ニューヨーク州知事キャシー・ホクルは、ギャンブル行動と問題ギャンブラーへの適切な治療サービスを評価する10年間の新プロジェクト開始を発表した。同時に、依存症対策に関するギャンブル企業の自己資源推奨を制限する法案も進展している。

ニューヨーク州依存症サービス支援局(OASAS)がこの10年にわたるギャンブル調査を管理・監督する。18歳以上のニューヨーク州民から無作為に抽出されたサンプルに参加依頼が行われる。

本調査は、問題ギャンブルの発生率とギャンブルに伴うリスクに対する地域社会の認識を把握することを目的としている。

問題ギャンブル治療に関しOASASに独占権を持たせる法案も、州議会の競馬・賭博委員会で承認された。

この法案が成立すれば、ギャンブル企業は問題ギャンブルの支援を求める者に対し、他の治療サービスを推奨することが禁止される。

ニューヨーク州民のギャンブル被害防止

OASASは地域啓発プログラムや無料の財務相談など、ニューヨーク州内で幅広いギャンブル関連サービスを監督・提供している。

「ニューヨーク州でギャンブル機会が拡大する中、依存症に苦しむ人々を支援するために追加サービスが必要な分野を積極的に特定すべきだ」とOASAS長官チナゾ・カニンガム博士は声明で述べた。

調査は2年ごとに実施される予定で、選ばれた住民には「ニューヨーク州ウェルビーイング&ライフ調査」への参加を促す書面や電話が届く。
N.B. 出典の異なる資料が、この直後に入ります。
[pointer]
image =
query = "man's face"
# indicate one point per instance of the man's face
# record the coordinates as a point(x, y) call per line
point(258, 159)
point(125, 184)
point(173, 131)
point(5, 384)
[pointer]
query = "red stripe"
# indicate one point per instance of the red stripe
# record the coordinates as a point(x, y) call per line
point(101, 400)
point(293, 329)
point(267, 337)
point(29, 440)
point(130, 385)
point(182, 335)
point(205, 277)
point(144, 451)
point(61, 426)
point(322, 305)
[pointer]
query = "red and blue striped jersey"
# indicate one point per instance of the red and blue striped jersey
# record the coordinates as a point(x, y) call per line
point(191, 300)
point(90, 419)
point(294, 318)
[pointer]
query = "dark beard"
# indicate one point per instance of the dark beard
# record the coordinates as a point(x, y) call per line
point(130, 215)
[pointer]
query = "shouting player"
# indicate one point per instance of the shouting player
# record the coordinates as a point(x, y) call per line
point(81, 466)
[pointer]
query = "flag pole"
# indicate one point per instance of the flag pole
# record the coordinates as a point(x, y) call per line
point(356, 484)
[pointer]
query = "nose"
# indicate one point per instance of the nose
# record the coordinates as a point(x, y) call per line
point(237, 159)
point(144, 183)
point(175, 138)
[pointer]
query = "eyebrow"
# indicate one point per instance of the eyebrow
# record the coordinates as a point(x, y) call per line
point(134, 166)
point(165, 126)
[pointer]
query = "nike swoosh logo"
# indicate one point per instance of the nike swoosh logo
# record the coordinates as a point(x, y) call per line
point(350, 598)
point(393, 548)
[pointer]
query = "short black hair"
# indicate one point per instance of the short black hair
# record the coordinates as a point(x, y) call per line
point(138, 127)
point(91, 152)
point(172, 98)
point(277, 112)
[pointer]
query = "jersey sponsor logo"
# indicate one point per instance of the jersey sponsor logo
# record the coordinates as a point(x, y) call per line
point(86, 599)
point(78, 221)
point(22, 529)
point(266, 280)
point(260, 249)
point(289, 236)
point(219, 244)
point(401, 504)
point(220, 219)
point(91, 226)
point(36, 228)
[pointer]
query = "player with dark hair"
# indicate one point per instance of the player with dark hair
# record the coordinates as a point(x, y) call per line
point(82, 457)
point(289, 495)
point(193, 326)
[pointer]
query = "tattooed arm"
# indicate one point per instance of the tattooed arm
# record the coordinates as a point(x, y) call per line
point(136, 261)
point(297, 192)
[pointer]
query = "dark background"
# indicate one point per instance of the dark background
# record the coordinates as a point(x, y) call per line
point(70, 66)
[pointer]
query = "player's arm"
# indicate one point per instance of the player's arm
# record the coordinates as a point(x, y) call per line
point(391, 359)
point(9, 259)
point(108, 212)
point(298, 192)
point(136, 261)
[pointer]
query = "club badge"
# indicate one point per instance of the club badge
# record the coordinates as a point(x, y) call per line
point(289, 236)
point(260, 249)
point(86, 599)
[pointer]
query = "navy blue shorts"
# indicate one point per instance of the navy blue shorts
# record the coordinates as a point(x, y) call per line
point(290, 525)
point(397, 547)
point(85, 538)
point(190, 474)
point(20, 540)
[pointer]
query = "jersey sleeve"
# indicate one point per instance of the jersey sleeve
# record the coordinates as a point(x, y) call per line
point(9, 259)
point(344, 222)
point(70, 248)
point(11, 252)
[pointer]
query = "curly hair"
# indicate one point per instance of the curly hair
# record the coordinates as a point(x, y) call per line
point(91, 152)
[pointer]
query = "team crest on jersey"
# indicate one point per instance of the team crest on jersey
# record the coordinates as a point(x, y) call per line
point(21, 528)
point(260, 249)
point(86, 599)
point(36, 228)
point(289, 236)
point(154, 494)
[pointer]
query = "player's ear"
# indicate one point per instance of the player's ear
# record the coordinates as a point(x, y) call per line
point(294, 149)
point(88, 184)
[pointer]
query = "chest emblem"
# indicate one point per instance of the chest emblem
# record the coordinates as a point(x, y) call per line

カニンガム長官は「この取り組みの結果は将来の計画や施策の参考となり、州民がギャンブル被害から守られ、影響を受けた人々が必要なサービスを利用できるようにする」と付け加えた。

ニューヨーク州民は国内最大の賭け手であり、昨年は260億ドル(約4.1兆円)以上を賭けた。これは2024年から15.8%増加し、2022年のオンラインスポーツベッティング開始以来最大の年間増加率となった。

治療選択肢の制限は有益か

調査プロジェクトは「ニューヨーク州内の地域社会における予防、治療、被害軽減、回復サービスの計画と実施を支援する」ことを目指している。

しかし、州議会法案9146号の提案は、OASAS以外のサービスへのアクセスを制限する内容である。

現行法ではオンラインスポーツブックにOASASのリンクや連絡先情報の掲載を義務付けているが、企業はOASAS認定外や州外、無料でないカウンセリングサービスの広告や紹介も可能だ。

DraftKingsなどのスポーツブックが推奨するサービスの一つにKindbridge Behavioral Healthがある。同社は問題ギャンブル症状の軽減に加え、全体的な精神衛生と回復力の向上を謳っている。

利益相反の懸念

法案9146号の提案者である州議会議員キャリー・ウォーナーは、ギャンブル企業と治療サービスの提携はリスクがあると考えている。

「モバイルスポーツ運営者は賭けの数や損失による収益増を狙う一方、個人はギャンブルを制限または停止するための支援を必要としている。この点で潜在的な利益相反が生じる」とウォーナーは述べた。

OASASもギャンブル収益から資金を受け取っている。ニューヨーク州はギャンブル企業に国内最高の税率51%を課し、その一部をOASASに配分している。

州はオンラインカジノの合法化も提案している。承認されれば、初年度の収益は約25億ドル(約3,914億円)に達し、数年後には45億ドル(約7,045億円)に増加する見込みだ。州はその約30%を徴収し、そのうち1100万ドル(約17億円)が問題ギャンブルの教育と治療に充てられる。

ホクル知事は「ニューヨーク州は年齢や居住地に関わらず、問題ギャンブルの影響を受ける人々を支援することに引き続きコミットしている」と述べた。

「この取り組みを通じて州民のギャンブル行動に関する貴重な洞察を得ることを期待している。問題認識の向上に努め、実データに基づく賢明で的確な投資を行い、州民の保護とケアへのアクセス強化を図る」と締めくくった。